By the end of the ‘90s, O’Connor was considered a cautionary tale. It was only when she gathered the courage to tell her story through her memoir, Rememberings, in 2021, and by participating in the documentary Nothing Compares, that the public realized what she had suffered—and what they had lost by allowing her to be cast aside so easily. But it was too late. After years of struggling with her mental health, and following the loss of one of her children to suicide, O’Connor, a chronic smoker, died in London at age 56 from complications due to asthma and lung disease. No matter how her life ended, her legacy should be firmly centered on her talent, tenacity, bravery, integrity—and how much she risked to share her art with the world.

PJ Harvey

PJ (Polly Jean) Harvey is a singer-songwriter who has passionately, purposefully and creatively reinvented herself with every album released.  Among the many awards and accolades Harvey has received are both the 2001 and 2011 Mercury Prize (making her the only artist ever to have been awarded this twice), eight Grammy nominations and three albums on Rolling Stone’s 500 Greatest Albums of All Time. Alongside her own impressive music catalogue, Harvey has inspired some well-known tunes, too: in the 90s, she was romantically linked to musician Nick Cave.

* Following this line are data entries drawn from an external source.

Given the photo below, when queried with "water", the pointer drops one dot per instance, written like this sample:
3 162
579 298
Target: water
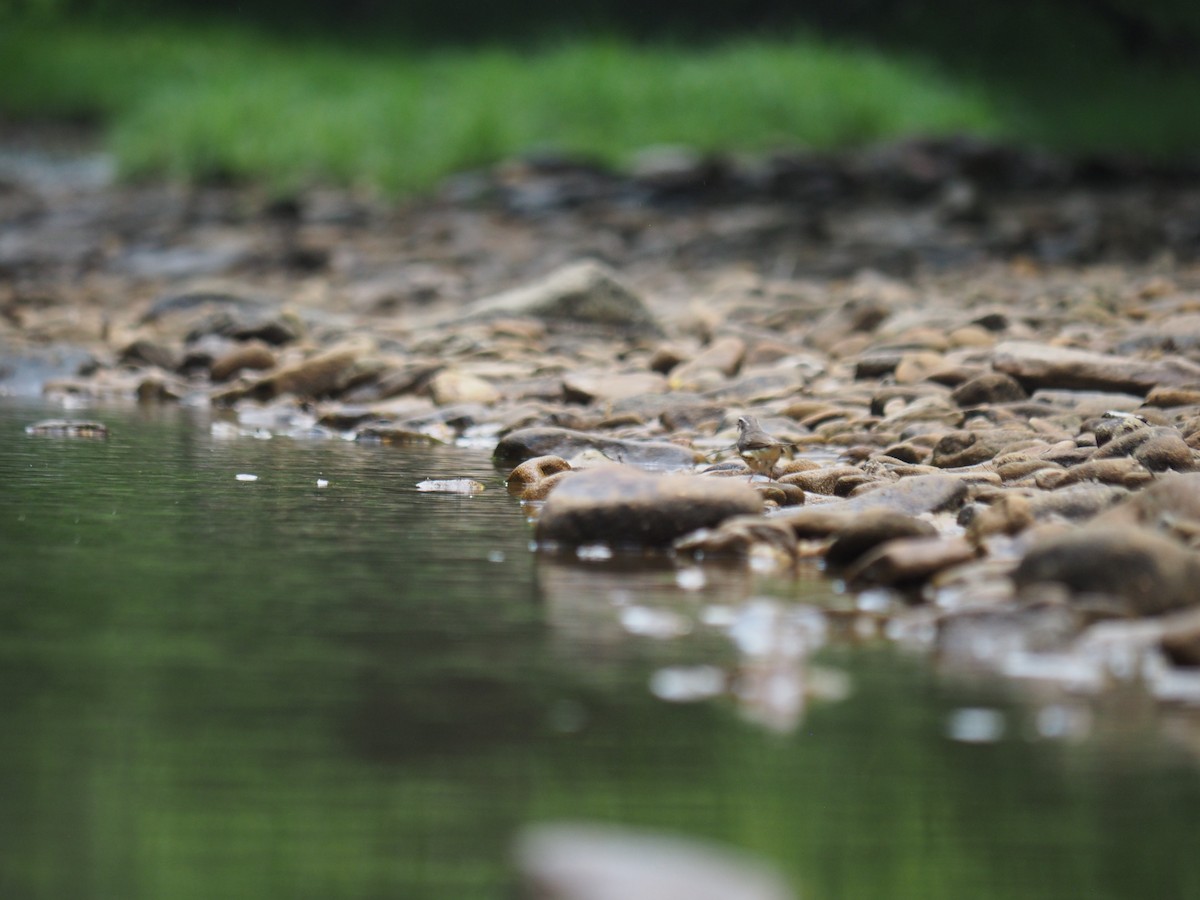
268 689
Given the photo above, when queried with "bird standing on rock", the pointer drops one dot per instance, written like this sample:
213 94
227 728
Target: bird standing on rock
759 449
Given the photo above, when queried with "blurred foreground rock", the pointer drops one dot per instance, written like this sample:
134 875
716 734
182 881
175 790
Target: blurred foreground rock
583 862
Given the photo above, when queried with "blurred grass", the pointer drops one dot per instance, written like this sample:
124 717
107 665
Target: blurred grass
213 101
227 102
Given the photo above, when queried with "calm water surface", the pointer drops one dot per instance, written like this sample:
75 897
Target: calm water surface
263 689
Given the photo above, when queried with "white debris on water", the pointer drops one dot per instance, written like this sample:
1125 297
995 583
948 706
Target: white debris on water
646 622
450 485
688 684
976 725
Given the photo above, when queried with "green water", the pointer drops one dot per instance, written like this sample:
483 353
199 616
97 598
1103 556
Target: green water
263 689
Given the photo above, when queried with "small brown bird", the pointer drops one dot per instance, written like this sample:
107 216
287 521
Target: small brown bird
759 449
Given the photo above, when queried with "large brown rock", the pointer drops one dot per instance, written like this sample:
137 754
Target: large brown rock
1150 573
621 505
1036 365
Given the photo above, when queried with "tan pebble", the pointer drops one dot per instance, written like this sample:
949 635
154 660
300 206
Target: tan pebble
820 480
250 355
450 387
537 469
541 490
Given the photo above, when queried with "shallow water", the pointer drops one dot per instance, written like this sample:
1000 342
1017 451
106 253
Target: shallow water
222 688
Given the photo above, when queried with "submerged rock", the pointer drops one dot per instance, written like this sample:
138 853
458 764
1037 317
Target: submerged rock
622 505
529 443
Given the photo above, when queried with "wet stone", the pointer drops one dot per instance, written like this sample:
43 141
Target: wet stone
622 505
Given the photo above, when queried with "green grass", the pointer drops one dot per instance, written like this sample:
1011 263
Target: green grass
228 102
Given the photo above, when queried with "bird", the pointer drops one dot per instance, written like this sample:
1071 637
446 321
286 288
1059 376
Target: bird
759 449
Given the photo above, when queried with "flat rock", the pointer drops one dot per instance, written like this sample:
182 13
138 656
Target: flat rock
1036 365
451 385
587 293
319 376
1171 503
1150 573
910 496
585 862
251 355
724 355
528 443
988 388
611 388
870 529
910 561
622 505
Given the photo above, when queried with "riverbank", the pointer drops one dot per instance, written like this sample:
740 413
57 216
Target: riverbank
1007 342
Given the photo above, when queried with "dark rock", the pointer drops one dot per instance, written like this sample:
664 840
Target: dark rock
527 443
870 529
1113 426
1122 471
621 505
1167 396
190 301
582 862
1150 573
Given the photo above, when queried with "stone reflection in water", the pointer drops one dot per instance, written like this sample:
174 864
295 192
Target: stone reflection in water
702 631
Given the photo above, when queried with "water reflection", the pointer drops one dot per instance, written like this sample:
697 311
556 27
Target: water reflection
215 688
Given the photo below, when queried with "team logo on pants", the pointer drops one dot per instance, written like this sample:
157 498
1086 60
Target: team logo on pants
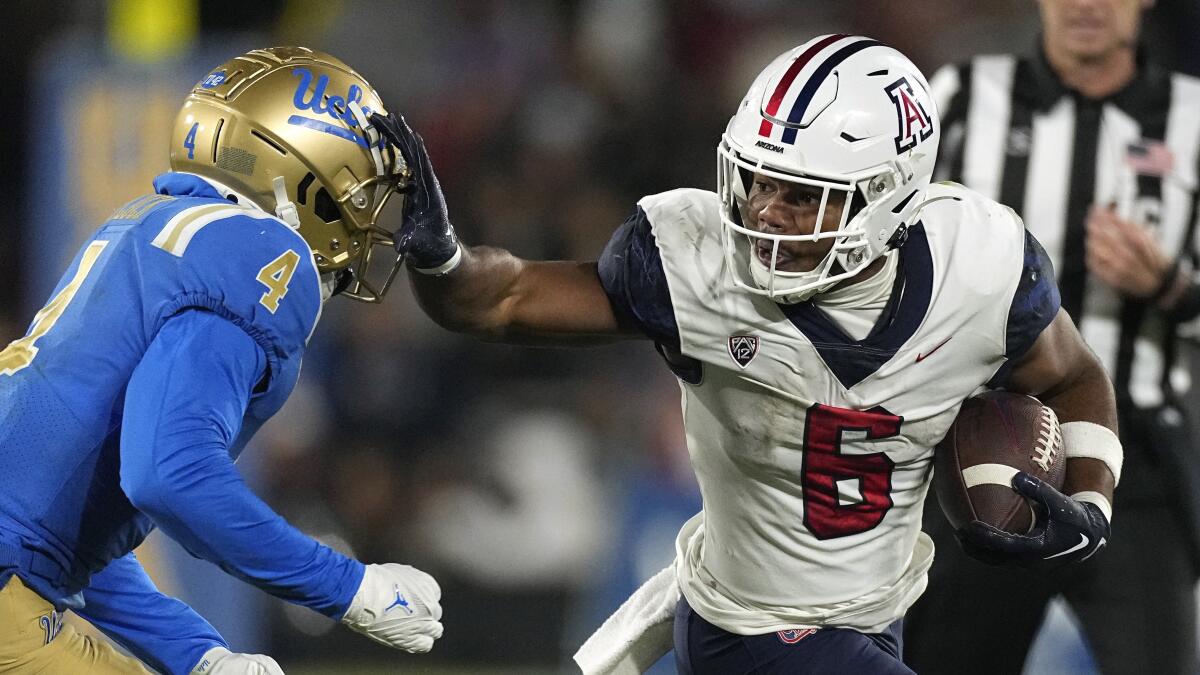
743 348
793 635
52 623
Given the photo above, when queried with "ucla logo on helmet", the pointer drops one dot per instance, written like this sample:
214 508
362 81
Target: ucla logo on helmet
915 123
312 97
316 100
214 79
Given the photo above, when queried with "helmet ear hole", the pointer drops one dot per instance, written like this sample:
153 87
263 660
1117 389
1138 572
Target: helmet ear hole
857 202
325 207
303 189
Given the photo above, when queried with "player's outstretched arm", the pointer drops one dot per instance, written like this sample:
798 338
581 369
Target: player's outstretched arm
1074 524
183 411
486 291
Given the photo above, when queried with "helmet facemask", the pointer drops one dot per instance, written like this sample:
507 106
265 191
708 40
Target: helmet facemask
861 198
844 114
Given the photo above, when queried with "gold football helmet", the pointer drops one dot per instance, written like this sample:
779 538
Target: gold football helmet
288 129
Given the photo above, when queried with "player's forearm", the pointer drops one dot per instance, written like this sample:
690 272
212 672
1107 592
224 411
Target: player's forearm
498 297
478 297
1086 398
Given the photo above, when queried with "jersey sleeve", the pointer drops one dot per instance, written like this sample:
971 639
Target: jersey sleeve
184 410
255 272
161 631
1035 305
633 278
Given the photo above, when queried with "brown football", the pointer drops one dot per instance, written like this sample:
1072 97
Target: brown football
995 435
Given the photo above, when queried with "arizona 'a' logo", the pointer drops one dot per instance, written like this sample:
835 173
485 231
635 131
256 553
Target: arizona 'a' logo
915 124
743 348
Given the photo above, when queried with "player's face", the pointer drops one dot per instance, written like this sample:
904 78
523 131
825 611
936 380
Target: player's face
779 207
1091 29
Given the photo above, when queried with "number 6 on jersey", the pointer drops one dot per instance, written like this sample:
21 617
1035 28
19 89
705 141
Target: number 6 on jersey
276 275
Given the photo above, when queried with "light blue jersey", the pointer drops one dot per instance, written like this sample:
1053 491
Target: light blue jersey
177 330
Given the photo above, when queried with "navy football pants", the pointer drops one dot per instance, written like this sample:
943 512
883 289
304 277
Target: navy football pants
703 649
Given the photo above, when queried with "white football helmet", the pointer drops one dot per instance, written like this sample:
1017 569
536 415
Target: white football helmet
843 113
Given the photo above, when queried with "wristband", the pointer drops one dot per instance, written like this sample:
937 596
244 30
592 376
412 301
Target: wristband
1092 441
444 268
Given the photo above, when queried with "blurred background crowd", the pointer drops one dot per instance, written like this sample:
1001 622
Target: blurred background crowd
538 485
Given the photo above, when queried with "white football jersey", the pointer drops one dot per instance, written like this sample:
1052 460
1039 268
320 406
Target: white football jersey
814 452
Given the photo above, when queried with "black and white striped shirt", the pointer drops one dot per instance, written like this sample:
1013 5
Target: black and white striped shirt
1013 131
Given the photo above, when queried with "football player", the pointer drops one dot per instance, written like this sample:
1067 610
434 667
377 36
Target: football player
826 311
174 334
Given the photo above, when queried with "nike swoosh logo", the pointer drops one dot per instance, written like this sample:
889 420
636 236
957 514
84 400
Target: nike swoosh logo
1083 542
925 356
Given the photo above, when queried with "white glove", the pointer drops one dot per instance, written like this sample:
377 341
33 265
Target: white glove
220 661
397 605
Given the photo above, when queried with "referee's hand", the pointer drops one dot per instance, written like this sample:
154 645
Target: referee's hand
1125 254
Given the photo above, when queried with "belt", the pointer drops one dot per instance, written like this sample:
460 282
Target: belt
34 562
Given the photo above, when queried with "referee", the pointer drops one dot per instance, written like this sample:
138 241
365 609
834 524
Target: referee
1097 149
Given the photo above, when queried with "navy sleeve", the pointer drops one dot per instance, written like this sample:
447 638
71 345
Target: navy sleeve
183 411
1035 305
161 631
633 276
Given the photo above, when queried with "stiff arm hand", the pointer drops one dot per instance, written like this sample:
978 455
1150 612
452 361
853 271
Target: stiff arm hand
426 237
397 605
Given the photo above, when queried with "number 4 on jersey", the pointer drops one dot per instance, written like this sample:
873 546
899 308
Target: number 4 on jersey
21 352
276 275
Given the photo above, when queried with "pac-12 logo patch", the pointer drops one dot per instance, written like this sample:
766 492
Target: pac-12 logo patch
743 348
214 79
793 635
915 123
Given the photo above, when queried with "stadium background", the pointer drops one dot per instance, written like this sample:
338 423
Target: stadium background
538 485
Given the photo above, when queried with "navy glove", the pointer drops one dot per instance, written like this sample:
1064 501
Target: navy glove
1067 530
426 237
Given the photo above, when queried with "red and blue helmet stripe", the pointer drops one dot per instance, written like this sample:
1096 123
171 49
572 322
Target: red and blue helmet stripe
809 85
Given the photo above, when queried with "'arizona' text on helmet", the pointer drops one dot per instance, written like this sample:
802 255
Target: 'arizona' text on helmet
841 113
288 130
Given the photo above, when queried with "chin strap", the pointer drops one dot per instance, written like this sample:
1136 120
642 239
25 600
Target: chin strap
285 209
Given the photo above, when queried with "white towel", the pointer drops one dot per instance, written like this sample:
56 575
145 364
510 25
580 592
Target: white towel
637 634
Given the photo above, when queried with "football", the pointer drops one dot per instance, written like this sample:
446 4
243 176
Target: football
994 436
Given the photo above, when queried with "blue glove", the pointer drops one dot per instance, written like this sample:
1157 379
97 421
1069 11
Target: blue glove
1067 530
426 237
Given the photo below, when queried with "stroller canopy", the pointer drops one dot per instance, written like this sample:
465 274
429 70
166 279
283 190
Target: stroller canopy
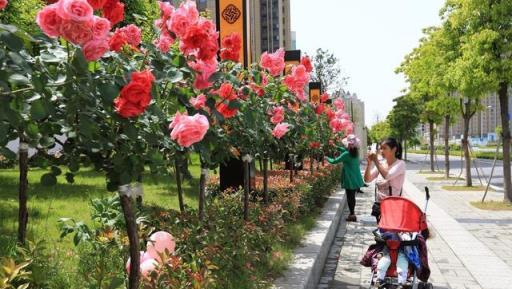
401 214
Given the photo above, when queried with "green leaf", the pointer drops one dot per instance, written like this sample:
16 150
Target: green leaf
70 178
12 41
48 180
38 110
7 153
56 170
116 283
109 91
175 75
80 63
32 130
18 79
132 132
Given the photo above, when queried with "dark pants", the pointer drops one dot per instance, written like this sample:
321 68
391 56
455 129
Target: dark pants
351 200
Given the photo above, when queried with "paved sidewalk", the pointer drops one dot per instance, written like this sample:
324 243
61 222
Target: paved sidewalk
342 269
468 250
492 228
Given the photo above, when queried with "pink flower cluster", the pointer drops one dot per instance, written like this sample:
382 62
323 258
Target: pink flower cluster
339 120
231 46
74 21
3 4
128 35
159 244
188 130
273 62
277 114
297 80
198 38
280 130
307 63
198 102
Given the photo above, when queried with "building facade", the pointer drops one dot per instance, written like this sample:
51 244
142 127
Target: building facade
269 24
482 126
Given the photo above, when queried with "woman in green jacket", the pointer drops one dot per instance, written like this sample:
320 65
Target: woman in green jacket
351 177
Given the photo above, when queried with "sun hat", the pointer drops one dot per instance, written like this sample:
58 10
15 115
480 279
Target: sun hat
351 141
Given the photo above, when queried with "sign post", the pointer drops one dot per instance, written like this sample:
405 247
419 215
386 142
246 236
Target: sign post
232 18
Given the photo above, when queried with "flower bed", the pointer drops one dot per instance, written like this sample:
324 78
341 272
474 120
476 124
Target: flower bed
235 253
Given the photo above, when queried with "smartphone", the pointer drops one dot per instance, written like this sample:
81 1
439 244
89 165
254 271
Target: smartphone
374 148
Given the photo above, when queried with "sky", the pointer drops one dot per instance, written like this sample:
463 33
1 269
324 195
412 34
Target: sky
370 37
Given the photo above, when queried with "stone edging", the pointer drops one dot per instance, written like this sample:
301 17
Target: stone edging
305 269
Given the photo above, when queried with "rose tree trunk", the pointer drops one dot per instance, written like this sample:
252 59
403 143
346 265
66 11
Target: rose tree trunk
503 95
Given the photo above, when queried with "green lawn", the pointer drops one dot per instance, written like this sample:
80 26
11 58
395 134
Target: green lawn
47 204
493 205
457 153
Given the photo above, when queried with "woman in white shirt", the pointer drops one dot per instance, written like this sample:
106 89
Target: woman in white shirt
390 172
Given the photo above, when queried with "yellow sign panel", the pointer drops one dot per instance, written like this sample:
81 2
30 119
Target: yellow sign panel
290 65
231 18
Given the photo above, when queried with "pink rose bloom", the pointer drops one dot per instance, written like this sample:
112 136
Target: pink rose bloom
349 129
75 10
277 115
133 34
226 91
147 267
320 109
160 243
188 130
183 17
49 21
143 257
273 62
166 10
97 4
204 70
280 130
95 49
164 43
297 80
339 104
76 32
198 102
264 79
324 97
101 27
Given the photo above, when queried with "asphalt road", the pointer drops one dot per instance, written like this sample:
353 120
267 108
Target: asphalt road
422 162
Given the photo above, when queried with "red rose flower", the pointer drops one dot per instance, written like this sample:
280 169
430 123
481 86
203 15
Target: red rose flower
113 10
136 95
226 112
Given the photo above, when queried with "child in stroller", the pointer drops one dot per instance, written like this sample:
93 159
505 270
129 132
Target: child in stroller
399 256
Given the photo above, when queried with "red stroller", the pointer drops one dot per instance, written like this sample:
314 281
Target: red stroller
399 214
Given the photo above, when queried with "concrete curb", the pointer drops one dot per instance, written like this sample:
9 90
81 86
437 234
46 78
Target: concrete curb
483 264
305 270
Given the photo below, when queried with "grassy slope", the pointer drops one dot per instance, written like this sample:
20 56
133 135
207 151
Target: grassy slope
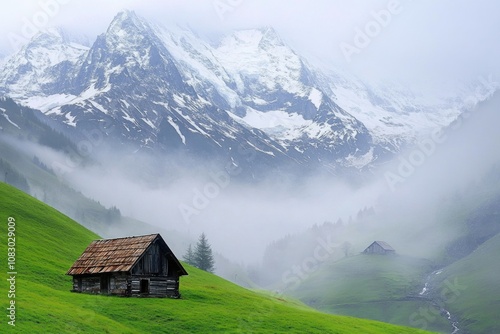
370 286
48 243
472 290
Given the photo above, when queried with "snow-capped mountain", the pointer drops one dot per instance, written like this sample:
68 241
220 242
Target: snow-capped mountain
167 89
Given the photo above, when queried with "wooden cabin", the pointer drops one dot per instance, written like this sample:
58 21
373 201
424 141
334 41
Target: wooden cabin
142 266
379 247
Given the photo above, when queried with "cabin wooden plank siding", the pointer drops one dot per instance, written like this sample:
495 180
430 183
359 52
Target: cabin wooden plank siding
379 247
142 266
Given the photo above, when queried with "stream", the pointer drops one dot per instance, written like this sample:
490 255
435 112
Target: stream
444 312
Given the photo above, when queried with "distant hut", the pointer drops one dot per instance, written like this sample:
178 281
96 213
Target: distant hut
142 266
379 247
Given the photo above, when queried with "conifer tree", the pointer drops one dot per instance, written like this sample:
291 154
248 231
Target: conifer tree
203 256
189 256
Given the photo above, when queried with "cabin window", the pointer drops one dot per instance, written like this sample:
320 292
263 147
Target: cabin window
144 286
104 284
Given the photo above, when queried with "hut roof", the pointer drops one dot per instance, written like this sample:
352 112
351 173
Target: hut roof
116 255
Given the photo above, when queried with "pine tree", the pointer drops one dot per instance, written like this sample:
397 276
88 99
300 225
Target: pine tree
203 255
189 256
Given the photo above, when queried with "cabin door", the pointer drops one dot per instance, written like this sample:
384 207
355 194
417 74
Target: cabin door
104 284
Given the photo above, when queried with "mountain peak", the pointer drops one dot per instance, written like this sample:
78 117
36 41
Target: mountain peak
125 21
270 35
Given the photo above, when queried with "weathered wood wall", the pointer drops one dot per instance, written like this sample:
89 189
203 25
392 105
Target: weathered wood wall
125 285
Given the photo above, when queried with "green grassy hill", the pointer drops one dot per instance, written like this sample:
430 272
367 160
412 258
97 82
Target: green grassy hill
47 243
378 287
470 288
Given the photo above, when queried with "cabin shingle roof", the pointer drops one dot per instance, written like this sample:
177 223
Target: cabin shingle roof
111 255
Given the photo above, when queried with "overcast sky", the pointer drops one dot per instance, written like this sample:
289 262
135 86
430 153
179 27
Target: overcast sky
425 41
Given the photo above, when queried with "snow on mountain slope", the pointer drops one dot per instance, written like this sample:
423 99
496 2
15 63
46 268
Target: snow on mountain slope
35 68
158 86
268 61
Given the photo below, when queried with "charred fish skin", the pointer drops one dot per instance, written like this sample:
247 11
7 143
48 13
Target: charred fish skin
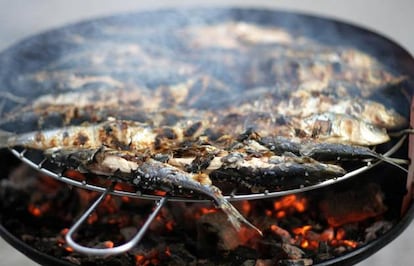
147 173
324 151
275 171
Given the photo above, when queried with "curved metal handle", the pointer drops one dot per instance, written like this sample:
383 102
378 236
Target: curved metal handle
113 250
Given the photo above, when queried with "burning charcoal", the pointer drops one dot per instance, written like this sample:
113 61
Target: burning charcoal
296 262
376 229
261 262
353 205
293 251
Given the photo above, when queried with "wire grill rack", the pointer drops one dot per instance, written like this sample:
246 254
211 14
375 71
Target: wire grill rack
160 201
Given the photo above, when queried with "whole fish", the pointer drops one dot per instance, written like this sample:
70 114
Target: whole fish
116 134
146 173
339 128
308 102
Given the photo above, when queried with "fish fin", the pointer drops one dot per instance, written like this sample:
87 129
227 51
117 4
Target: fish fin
393 161
5 138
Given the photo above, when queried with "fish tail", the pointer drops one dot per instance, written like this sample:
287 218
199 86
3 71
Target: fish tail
234 216
393 161
5 138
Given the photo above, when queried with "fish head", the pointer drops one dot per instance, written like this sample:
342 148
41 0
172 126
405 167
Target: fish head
372 135
383 116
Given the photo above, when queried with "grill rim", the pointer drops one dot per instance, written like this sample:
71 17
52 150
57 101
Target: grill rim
349 258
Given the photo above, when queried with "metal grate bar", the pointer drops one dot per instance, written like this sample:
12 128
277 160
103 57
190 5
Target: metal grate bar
113 250
266 194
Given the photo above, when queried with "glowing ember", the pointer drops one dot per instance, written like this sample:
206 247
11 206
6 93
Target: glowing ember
108 244
290 203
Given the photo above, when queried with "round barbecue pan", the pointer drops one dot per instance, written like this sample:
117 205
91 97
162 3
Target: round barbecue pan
48 51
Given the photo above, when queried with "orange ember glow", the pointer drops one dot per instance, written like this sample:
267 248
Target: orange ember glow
301 230
246 207
308 239
38 211
169 225
92 218
108 244
168 251
160 193
35 211
139 259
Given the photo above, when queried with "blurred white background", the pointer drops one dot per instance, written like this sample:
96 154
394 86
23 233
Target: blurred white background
394 19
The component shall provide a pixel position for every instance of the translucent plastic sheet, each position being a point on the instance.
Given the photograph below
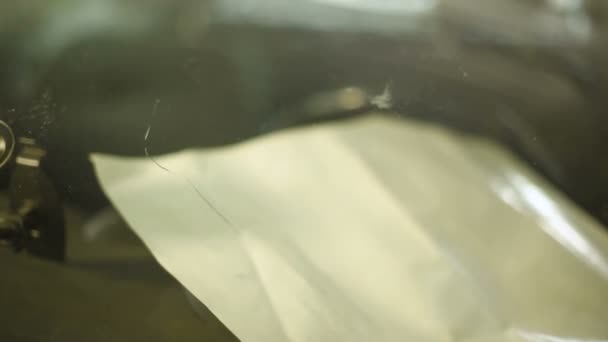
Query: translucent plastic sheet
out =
(375, 229)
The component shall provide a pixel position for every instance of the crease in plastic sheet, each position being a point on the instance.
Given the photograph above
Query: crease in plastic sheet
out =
(375, 229)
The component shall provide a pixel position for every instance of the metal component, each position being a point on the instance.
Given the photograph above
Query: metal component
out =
(7, 143)
(35, 221)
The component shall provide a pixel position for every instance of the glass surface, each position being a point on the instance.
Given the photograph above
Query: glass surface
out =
(145, 79)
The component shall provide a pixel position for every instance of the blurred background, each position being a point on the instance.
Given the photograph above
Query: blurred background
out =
(83, 76)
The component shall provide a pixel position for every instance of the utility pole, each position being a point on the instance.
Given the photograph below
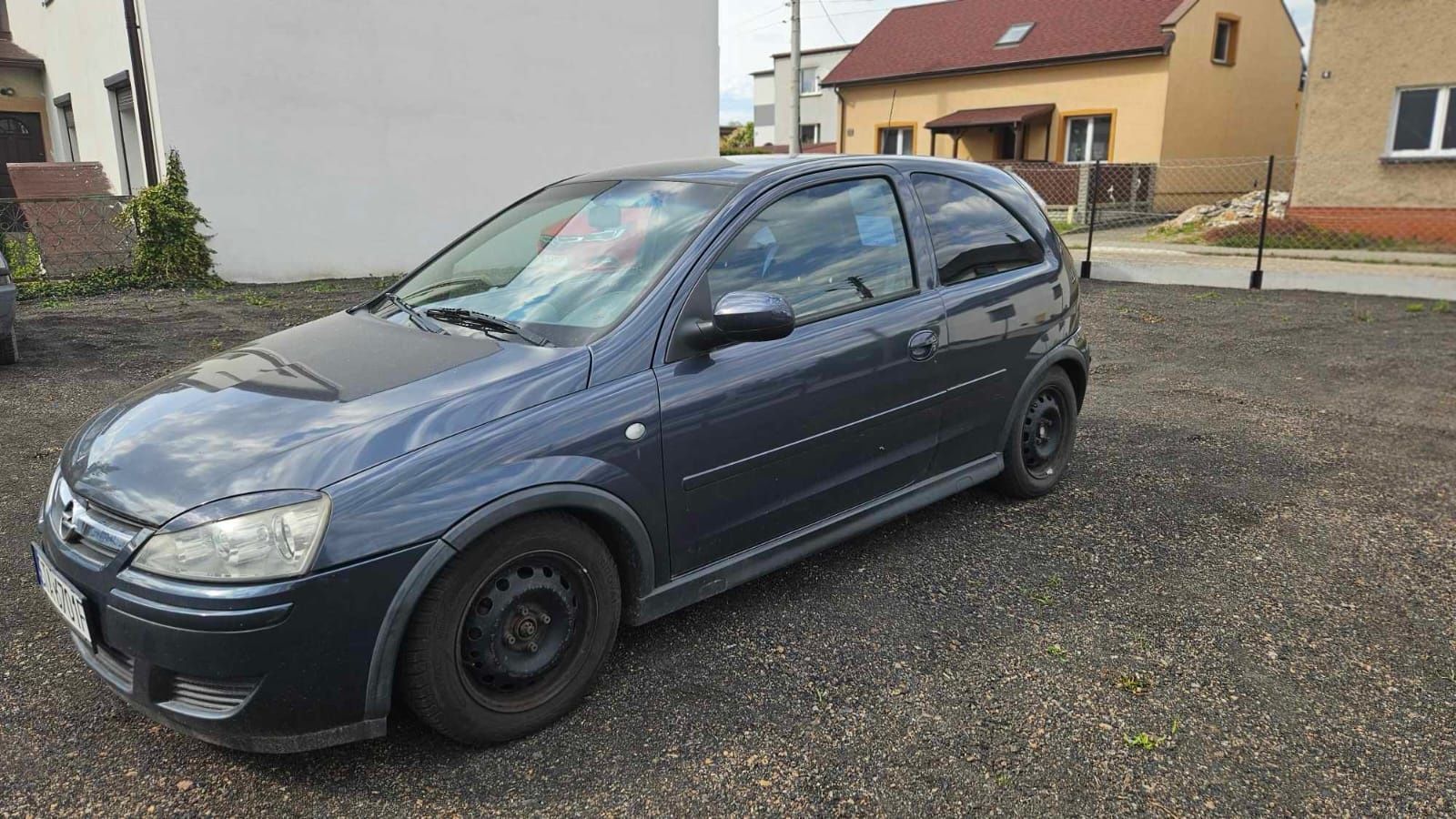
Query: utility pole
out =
(794, 70)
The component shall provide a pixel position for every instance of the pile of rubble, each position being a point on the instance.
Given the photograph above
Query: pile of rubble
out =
(1229, 212)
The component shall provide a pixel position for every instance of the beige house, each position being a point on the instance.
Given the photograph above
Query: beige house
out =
(1120, 80)
(1378, 140)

After their breakup, Cave said the unforgettable songstress inspired his album The Boatman’s Call, with  ‘Into My Arms’, ‘ West Country Girl’ and ‘Black Hair’ all written about her.

Through the years, Harvey has also been the subject of strange theories prompted by her lyrics, with some fans becoming convinced –  because of the content of her hit song Down By The Water –  that she once gave birth to a child,  then drowned her. “There used to be a few people who actually believed that,” Harvey said in a 2008 UK interview. “It’s surprising, sometimes even scary. It makes me wonder …There aren’t many artists whose lyrics are taken that literally.”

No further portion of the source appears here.